Review of Silsila

Silsila (1981)
Starts off as Propitious Romantic Melodrama and Ends up as Long Fashion Show !
14 January 2013
Warning: Spoilers
At first, it's about a man who has to leave his love to marry the girl of his killed brother; for rescuing her reputation since she's pregnant with an illegitimate child. Then, our man faces his original love again, yet after being married to the doctor who happened to save his life once. OK, that's ladies and gentlemen what they call a romantic melodrama. And with the right colors, songs, and landscapes; it's Hindi romantic melodrama. And with Yash Chopra's dexterous cinematography and directing; it's even more; a fine Hindi romantic melodrama. BUT with 183 minuets long; it's boooooooooooring!

No doubt that everybody made their best effort. The cinematography in specific was so carefully sensitive, smooth and warm. The songs were charmingly directed as if a live broadcast from la-la land. The cast did wonderful, without one atom of exaggeration. The casting itself was marvelous. However, I have to blame the script and the editing for the terrible pacing of the story. In fact, while watching a movie, what could be worse than rolling over your seat, asking: "When will it end?", and praying God for more health to be able to finish it?!

The script stopped at one point; the coming back of love between Amitabh Bachchan's and Rekha's characters, then made such a huge cobweb around that, with more than enough; scenes, situations, songs and dialogues! I think 2 hours of the 3 were spent over one question; what could be the end of that love?, yet with intention from the writer to elongate the time to the answer, not making the way to it thrilling in a decent way. Therefore, all what we had was fashionably dressed Bachchan and Rekha singing, then new characters being presented, like Kulbhushan Kharbanda's, added to more than 20 obvious coincidences, reaching to the melodramatic climax and the so-longed-for ending!

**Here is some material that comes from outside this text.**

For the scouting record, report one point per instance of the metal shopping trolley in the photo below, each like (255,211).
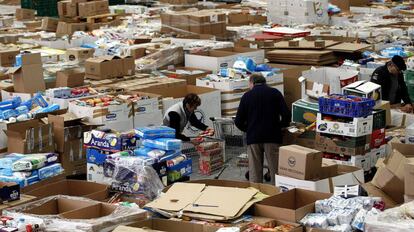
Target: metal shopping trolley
(235,141)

I believe it's unnecessary to assure how naive that ending was. It extremely disappointed me to end this big enough melodrama with that plane crash, which - suddenly and strangely - exposed how much Bachchan was in love with his wife!! And to perfect the naivety: "Love is faith and faith is forever". REALLY?! They should have written "and naivety is forever TOO!". It's like reading a pretty long mystery novel to discover eventually that there was no actual murder in the first place! So the general bore and the final artlessness ruled. And no lovable stars, nice colors, sad songs could compensate. I felt that I grew old in front of this movie!

To be fair, one point was in this end's favor though, since it didn't lean to use the poetic justice where Bachchan's character would, for example, die as a punishment for cheating on his wife with a married woman. I think the chosen end represented, in a way, new moral vision and more merciful solution, which consolidated values like realism and objectiveness, instead of absolute black-&-white idealism.

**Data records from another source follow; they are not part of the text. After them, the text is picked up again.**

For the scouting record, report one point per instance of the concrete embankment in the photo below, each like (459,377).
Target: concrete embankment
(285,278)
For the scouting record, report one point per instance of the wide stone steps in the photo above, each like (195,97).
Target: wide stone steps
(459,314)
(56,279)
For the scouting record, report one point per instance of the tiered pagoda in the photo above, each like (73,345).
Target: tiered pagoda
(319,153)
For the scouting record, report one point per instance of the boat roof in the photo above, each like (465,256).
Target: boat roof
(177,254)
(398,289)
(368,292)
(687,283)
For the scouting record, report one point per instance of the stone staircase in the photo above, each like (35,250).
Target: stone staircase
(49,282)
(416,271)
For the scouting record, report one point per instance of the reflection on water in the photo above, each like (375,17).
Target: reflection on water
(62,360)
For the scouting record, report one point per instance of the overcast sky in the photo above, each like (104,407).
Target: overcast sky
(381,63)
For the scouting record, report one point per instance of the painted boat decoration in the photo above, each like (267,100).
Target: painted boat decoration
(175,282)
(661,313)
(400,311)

For another broken rule, I must refer to the fact that in this movie Bachchan shows half naked in 2 shower scenes, and one bed scene while supposedly an illicit affair, let alone acting as someone impure who cheats on his wife. All of that were famous taboos for the star, which he totally broke here, and I don't think that he broke them again much, or maybe ever, later; which works at least for me, since I see that exploiting sexuality in movies is cheap, degenerate, and hence destructive not for the movies only, but for the societies as well. It may be bugging, if not dark, conviction for you, but it's mine anyway.

Now to such unbelievable point. Bachchan plays a playwright, a sort of struggling one as well. So how come he lives in a mansion, dresses lavishly and breakfasts majestically?? I'm a writer myself, and in the character's same age, however fighting to achieve less than the quarter of THAT. Otherwise, the playwrights earn a lot, and I mean A LOT, in India!

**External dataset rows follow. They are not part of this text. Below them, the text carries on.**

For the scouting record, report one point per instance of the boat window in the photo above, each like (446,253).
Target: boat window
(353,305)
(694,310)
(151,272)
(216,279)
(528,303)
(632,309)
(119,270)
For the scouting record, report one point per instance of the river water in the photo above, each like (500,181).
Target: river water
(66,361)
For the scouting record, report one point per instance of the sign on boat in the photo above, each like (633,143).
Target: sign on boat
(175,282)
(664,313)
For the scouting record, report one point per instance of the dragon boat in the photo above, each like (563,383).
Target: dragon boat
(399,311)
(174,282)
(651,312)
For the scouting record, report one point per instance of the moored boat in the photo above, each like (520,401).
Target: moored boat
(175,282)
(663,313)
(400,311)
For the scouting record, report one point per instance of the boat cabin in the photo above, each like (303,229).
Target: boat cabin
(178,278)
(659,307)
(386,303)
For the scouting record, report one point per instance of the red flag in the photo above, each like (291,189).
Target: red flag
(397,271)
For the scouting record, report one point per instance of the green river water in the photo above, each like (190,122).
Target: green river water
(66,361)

Some said that the story was loosely inspired by the alleged real life love triangle of Amitabh-Jaya-Rekha. Well, I don't know precisely about that, however the big B looked so comfortable while doing his love scenes with Rekha, more than any other actress. It could be just a coincidence, an actress who he felt at ease with, or an honest moment of acting, nothing more. But, if I'm wrong, then this movie is so historically rare to capture a complicated and embarrassing relationship between 3 top stars at one moment!

Silsila starts off as propitious romantic melodrama and ends up as long fashion show (Bachchan is wearing a new chic outfit in every shot, and never appears with the same outfit twice!). I hated its enjoying of elongating its situation endlessly, hackneying its characters blatantly, fabricating coincidences increasingly, and - most of all - putting its leads in lovey-dovey positions during a long list of songs, to the extent of being the ultimate lovey-dovey movie of all time. Nothing wrong with romantic melodrama, but exploiting it is what destroys the whole thing, to be tired and dull. And Silsila happens to be a clear example of that.